Time jokes
Your hairline is so bad, it goes back in time!
I’m tall when I’m young, and I’m short when I’m old. What am I?
What goes up but never comes down?
Your mama is so fat, by the time I swerved to miss her with the car, I ran out of gas.
I poo 11 times a day.
Memes
"What time is it?"
"Daytime."
Mummy, how was I born?
Mummy replied, "Well, your father and I got married, and soon I became fat and you came out, and then in, out, in, out, and after you did that a million times, you were born."

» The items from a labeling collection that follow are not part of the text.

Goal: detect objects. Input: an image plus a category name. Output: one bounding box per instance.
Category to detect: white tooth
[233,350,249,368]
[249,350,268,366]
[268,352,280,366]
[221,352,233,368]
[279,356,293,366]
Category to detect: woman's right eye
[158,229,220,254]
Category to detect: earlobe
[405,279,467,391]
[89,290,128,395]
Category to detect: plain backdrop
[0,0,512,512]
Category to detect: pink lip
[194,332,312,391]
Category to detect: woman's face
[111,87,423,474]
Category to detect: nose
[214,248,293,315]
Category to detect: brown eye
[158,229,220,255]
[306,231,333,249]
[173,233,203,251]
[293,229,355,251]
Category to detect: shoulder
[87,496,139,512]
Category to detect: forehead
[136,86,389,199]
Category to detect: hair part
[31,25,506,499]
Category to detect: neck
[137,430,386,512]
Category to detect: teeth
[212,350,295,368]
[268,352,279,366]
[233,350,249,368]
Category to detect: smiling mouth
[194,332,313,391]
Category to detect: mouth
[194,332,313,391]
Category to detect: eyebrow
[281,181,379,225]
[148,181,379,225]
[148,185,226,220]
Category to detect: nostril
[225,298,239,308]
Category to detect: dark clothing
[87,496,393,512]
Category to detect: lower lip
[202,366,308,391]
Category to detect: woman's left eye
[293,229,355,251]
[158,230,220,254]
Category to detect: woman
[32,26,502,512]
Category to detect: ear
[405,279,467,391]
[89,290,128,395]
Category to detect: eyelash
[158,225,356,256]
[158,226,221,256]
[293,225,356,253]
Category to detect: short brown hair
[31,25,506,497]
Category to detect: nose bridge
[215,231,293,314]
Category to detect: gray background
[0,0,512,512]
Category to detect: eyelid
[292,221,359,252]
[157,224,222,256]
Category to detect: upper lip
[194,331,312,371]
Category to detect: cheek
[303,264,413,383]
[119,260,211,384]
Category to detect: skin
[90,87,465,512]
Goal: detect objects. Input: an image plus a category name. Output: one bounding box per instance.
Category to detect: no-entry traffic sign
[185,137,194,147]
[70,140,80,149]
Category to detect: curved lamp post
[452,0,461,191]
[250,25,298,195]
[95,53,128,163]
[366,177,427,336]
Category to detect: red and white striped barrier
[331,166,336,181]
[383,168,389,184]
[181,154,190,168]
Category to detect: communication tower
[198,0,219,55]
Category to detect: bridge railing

I hope next time you ask your teacher to go to the toilet, your teacher says no, but when someone else asks, the teacher says yes to them.
What's the only time a Pentagon has four sides? When a plane intercepts into it.
Just burned 2,000 calories. That's the last time I leave brownies in the oven while I nap.
If I had a dime for every time I heard someone say that F was the villain (Alphabet Lore), I would be rich.
Yo momma is so old, her birthday's expired.
When I got to you and I was android and we were all in Minecraft for the last two years and we had the same problem UI with you anymore but you can see it on Instagram that it is not a real time thing or a android.
Parent: Have you seen your sister?
Son: No, the last time I saw her was when we were playing hide and seek.
Why did the clock go out to the gazebo? To spend some time out.
Why do orphans only have 363 days in a year?
Because they miss Mother’s Day and Father’s Day.
Yo momma's so old that even scientists get baffled about where she lived before Earth was created.
The time I saw you and you asked me to be your friend.
Me: "Yeah... no. You're too ugly. Even your parents never loved you."
Kid: 😭
My little league football debut was a lot like the first time I had sex. I was beaten, bruised, and bloody, but at least my Dad came.
One time I fucked this chick so hard, she almost came back to life.